How to Cook a Wild Turkey!

Wild Turkey Cooking is Different!

Wild Turkey Cooking is Different!

Question: I roasted a wild turkey with the recipe we use for a regular turkey. It was so tough that we couldn’t eat it. What happened?

Answer: Domesticated turkeys are different from those in the wild, as you found out.

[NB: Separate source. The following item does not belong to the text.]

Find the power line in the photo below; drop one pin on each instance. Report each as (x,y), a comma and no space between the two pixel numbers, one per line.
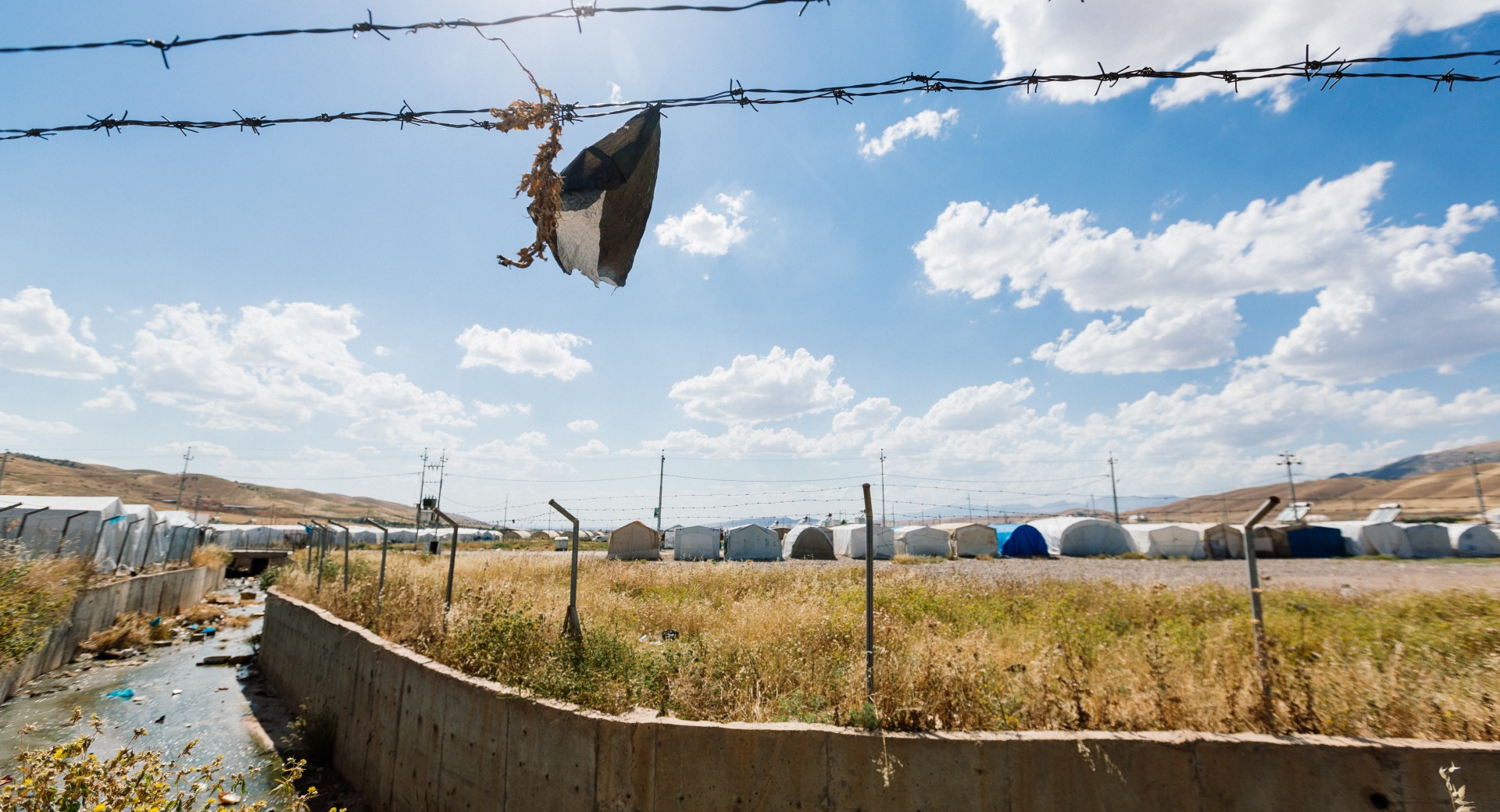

Wild turkeys are muscular and very lean.

Since they lack a ‘fat layer’ — wild turkeys must be regularly basted with butter, margarine, salad oil or a cooking additive – such as broth or wine.

Another way to keep the wine/broth/oil/butter/margarine next to the lean meat of the wild turkey is to wrap the bird in damp cheesecloth — and then add the broth/oil/butter/whatever to the cheesecloth.

The whole point of the cheesecloth is to keep moisture in constant contact with the dry, lean meat of the turkey during cooking.

Although you cook the turkey at the same temperature (325 degrees, F), it is important to reduce the cooking time by 20%. Don’t overcook!

Your wild turkey is ready when you pierce the meat (between the breast and the thigh) with a fork and the juices run clear.

Another way to ensure a great meal is to roast the turkey breast separately, because it cooks much faster than the legs and thighs!

Allow the turkey to rest for 15-25 minutes, after removing from the oven.